For those of you at the beginning of your cooking journey; a few tips and basic pitfalls to avoid.
Read the recipe from start to finish.
This may sound incredibly basic, but actually it is very important. It is tempting to look at a photograph, scan the ingredients and then launch into making your chosen dish, but my advice to my children is always:
- Read the recipe from start to finish first and check:
- Does anything need preparing in advance, such as marinating meat or allowing yeast products to rise? If so, how long in advance do I have to start making this dish? There is nothing more frustrating than deciding on a dish, getting/buying the necessary ingredients and then realising you should have started a few hours ago!
- Do I need to buy any specific ingredients?
- Do I have the necessary equipment to make this dish and if not can I compromise?
- Do I actually have the skills to make this dish?!!!
Check you have all the necessary ingredients.
When you have decided that you want to make your chosen recipe (which you have read from start to finish!), go through the ingredients to ensure you have everything in stock. If not, consider if you need to go out and buy them or if you can substitute something else. This is tricky as a novice cook but arguably a necessity as you develop your cooking skills. Savoury food is often easier to adjust. You can frequently substitute vegetables and herbs for example but altering cake recipes is a lot more difficult. This is something that comes with experience. As a general rule, I try to stick quite rigidly to the recipe the first time I try it, but often make changes thereafter to suit both my taste and ingredients available at the time.

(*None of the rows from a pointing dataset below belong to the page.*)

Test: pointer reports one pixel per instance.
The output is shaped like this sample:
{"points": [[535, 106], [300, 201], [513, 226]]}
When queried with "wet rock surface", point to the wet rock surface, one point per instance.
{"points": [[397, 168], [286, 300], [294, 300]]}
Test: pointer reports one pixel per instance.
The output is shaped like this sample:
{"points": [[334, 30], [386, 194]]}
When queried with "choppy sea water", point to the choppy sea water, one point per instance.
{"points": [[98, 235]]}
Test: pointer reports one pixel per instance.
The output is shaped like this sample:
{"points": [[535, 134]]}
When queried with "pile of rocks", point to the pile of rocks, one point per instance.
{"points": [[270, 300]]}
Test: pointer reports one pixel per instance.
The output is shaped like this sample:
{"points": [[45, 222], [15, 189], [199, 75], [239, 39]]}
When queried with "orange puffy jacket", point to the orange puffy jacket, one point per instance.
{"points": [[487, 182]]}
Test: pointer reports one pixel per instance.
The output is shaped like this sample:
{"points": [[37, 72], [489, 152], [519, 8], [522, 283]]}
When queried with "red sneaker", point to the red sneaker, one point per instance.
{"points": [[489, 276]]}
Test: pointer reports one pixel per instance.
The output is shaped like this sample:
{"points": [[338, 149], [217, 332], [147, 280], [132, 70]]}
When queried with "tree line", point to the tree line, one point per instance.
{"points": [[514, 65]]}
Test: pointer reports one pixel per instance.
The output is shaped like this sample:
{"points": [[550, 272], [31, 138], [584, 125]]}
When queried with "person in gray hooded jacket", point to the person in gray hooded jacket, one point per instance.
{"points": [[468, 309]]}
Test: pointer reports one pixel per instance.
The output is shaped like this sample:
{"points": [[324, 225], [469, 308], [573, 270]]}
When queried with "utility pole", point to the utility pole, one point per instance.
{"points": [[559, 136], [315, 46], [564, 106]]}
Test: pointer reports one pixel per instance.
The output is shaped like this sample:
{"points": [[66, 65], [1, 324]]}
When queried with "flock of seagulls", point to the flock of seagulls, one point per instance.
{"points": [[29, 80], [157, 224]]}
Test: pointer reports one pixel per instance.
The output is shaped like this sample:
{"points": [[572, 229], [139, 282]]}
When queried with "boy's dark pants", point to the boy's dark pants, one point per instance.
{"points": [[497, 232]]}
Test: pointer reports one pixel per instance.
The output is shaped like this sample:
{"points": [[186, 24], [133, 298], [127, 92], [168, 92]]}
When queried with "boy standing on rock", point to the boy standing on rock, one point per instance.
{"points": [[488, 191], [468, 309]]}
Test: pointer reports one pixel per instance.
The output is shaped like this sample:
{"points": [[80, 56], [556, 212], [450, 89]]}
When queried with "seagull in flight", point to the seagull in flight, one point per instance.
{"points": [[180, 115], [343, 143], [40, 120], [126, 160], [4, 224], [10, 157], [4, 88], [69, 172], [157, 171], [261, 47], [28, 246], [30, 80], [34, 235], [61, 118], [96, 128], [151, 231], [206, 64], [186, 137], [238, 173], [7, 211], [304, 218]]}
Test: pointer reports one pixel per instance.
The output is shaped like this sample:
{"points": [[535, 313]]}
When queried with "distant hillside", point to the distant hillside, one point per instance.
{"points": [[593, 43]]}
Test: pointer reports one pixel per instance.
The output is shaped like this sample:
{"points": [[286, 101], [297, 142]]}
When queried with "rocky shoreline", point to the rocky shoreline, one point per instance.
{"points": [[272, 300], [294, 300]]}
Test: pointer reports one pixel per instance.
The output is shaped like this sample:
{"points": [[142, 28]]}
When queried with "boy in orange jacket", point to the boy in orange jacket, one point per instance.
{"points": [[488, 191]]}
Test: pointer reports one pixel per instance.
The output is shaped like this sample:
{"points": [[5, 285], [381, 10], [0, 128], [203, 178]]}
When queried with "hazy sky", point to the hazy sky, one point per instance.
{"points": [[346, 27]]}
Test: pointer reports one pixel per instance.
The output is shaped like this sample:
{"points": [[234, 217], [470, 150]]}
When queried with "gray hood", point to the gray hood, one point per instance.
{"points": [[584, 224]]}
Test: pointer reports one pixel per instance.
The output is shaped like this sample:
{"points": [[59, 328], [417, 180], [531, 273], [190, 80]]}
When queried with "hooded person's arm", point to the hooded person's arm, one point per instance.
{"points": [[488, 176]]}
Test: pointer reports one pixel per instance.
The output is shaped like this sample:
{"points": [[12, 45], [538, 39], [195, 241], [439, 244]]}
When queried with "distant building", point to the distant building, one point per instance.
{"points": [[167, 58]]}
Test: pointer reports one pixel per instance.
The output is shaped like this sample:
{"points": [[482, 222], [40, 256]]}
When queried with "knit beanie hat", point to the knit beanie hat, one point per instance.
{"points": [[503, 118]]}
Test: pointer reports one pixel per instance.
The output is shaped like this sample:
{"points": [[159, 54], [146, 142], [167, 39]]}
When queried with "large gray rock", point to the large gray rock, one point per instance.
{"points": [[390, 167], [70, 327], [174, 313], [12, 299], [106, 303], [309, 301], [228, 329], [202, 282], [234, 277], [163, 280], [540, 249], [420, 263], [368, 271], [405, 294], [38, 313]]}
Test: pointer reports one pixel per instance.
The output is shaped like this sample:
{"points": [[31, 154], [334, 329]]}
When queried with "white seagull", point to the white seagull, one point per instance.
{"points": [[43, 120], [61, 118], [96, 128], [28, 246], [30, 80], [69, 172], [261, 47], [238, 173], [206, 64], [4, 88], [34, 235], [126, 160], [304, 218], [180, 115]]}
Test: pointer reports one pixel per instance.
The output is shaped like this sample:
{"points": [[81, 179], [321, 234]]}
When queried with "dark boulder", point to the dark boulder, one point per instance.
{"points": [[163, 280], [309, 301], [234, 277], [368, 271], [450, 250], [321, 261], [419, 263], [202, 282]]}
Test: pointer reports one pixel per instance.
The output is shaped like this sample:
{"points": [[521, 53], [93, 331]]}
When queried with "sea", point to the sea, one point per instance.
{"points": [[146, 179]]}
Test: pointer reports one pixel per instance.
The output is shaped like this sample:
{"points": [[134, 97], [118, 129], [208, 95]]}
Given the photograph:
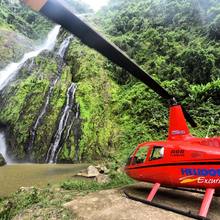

Get everything out before you start.
All my recipes provide a list of ingredients, in the order in which you will need to use them, as well as a list of necessary equipment. Unless there is an aspect of the recipe which needs to be prepared at a different time, I always recommend that you start by collecting all the ingredients and equipment you will need. I even place the ingredients in the order given in the recipe – this makes it easier when you actually start cooking and it ensures that you do not miss anything out. I try to put any leftover ingredients away as soon as I have used what I need. This keeps your counters clear and tidy and saves time later. I now have a beautiful large kitchen, but for many years I had a tiny space with a small work surface – as such I had to develop good habits.
Prep your ingredients.
Before you start cooking, make sure your ingredients have been prepared as stated in the list of ingredients. My recipes, like most others, will specify, for example, 1 onion, peeled and chopped rather than just 1 onion. The first time you make a dish, I would recommend preparing all your vegetables as specified in the list of ingredients, before you start cooking. The second time you prepare a dish you will feel more confident to prepare some of the ingredients during the course of actually cooking the dish. If you are sautéing vegetables for 5 minutes for example, you may have time to prep other ingredients during this time. Practice makes perfect and these skills do not take long to acquire.
Wash up as you go along.
Another good tip is to wash up as you cook. As well as keeping your kitchen clear and easy to work in, it reduces that sinking feeling you get when you have finished cooking but are faced with a mountain of washing up! My girls will laugh at this – it is a long-standing battle in our kitchen!
After you have cooked and eaten your dish, think about whether you would do anything differently next time. For example, would you cook it for less or more time, would you add more or less salt/spices, would you add more filling to the cake etc? If necessary, make notes on your recipe. I always think I will remember, but inevitably do not. A quick reminder is a great idea.
Cooking should be enjoyable or at the very least rewarding. Relax, don’t stress, enjoy, have fun and eat well! A lumpy sauce or an overcooked cookie are not the end of the world and hopefully, if you try again, you will learn from your mistakes and make beautiful smooth lump free sauces and cookies which are crisp on the outside and chewy on the inside. Soon you will be cooking your favourite food like a master!